Há
autores que associámos a uma única obra. [Ao
correr da escrita, Morris, com Lucky Luke é o primeiro nome que me
ocorre, mas Uderzo/Astérix seria outro.]
Nalguns
casos, fazê-lo é esquecer - injustamente - obras que a projecção
do principal destaque lançaram numa sombra injusta.
Se
Hugo Pratt é Corto
Maltese
(e vice-versa), limitar a carreira do criador italiano a essa obra de
referência, é ignorar outras criações relevantes, como Sargento
Kirk
ou estes Escorpiões
do Deserto.
Estreados em 1969, na revista italiana Sgt.
Kirk
- apenas dois anos depois de Corto surgir amarrado numa jangada, a
vogar no Oceano Pacífico
-
Os Escorpiões do Deserto são
muitas vezes considerados
uma banda desenhada de guerra - como o era, antes, Sargento
Kirk como
o seria, pontualmente/tangencialmente, Corto
Maltese
- mas
entender o hermetismo de uma classificação deste género como
absoluto - aqui, como em (quase) toda a produção de Pratt - é
extremamente redutor.
Em
Os
Escorpiões do Deserto
não há heróis nem vilões, não há heroísmo nem cobardia, há
apenas seres humanos a tentar sobreviver e, para isso, vale tudo:
trair, mentir, esconder, fugir e, sim, às vezes coragem, superação
e até loucura - literal e pontual, provocada pelo momento.
Por
isso, mesmo que aqui e ali o leitor se esforce, não consegue
encontrar nesta série personagens simpáticas ou emuláveis, apenas
seres humanos que, perante situações limite, se limitam a isso
mesmo: serem humanos, com todas as suas imperfeições, fraquezas
e defeitos.
É
verdade que alguns se destacam, mas raramente ostentam um
comportamento uniforme e a branco e preto; as zonas cinzentas acabam
sempre por surgir, por
se sobreporem e tornarem-se dominantes,
mostrando
o
pior do ser humano.
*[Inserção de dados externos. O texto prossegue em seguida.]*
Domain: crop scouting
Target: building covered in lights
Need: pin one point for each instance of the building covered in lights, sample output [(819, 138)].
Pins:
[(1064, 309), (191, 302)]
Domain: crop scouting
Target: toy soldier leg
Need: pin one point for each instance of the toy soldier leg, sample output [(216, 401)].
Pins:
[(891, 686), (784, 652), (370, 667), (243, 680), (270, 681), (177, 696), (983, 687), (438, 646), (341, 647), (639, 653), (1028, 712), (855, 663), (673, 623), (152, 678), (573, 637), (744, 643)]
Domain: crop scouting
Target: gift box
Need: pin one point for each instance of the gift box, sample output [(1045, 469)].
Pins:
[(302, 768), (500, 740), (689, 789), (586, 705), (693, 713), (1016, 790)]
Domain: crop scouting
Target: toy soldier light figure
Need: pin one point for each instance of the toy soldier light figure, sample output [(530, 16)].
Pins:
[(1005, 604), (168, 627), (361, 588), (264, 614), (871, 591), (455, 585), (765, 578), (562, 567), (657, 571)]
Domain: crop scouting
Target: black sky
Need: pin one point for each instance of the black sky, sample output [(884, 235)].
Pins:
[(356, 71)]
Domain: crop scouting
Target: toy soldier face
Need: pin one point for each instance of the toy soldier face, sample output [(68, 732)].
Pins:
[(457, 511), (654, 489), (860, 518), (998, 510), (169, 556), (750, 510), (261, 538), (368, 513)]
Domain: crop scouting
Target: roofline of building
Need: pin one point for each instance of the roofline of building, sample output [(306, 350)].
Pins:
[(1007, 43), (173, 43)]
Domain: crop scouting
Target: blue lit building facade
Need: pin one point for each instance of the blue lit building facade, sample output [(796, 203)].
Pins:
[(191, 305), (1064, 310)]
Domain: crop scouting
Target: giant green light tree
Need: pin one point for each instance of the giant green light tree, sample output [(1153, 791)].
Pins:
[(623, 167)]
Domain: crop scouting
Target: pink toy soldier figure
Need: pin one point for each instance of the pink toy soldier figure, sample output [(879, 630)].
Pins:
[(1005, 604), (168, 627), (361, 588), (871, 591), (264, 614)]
Ou aquilo que lhe permite sobreviver. Entre eles,
apesar de tudo, não consigo deixar de salientar Cush - o etíope
com quem Corto (também) se cruzaria no sublime As Etiópicas -
uma das maiores criações de Pratt, cujo fascínio e cinismo fazem
sonhar o que teria sido uma série protagonizada por ele. Mas
talvez tenha sido melhor assim, para evitar saturação ou
cansaço e
deixar a sua aura brilhar - intensamente - ainda que apenas numas
poucas dezenas de pranchas.
Sem
se ressentir da passagem de meio século desde a sua criação,
assente (ainda)
num traço com um pendor bastante realista, mas
onde
brilham já os fortes contrastes entre o branco luminoso e o negro
espesso que são a imagem de marca de Pratt - reforçados em mais uma
magnífica edição da Ala dos Livros - esta é uma série que é
importante (re)descobrir para comprovar que, relativamente a Pratt,
há (imensa) vida para além de Corto.
Os
Escorpiões do Deserto
Obra
completa, volume 1
Hugo
Pratt
Ala
dos Livros
Portugal,
Outubro de 2019
235
x 310
mm, 112
p., pb, capa dura
ISBN:
978-989-54171-6-2
23,89
€
(imagens
disponibilizada pela editora; clicar nelas
para as aproveitar em toda a sua extensão)
Graças à Ala dos Livros e à Arte de Autor, esta é a melhor altura para se ser fã de Hugo Pratt em Portugal. Obrigado a ambas.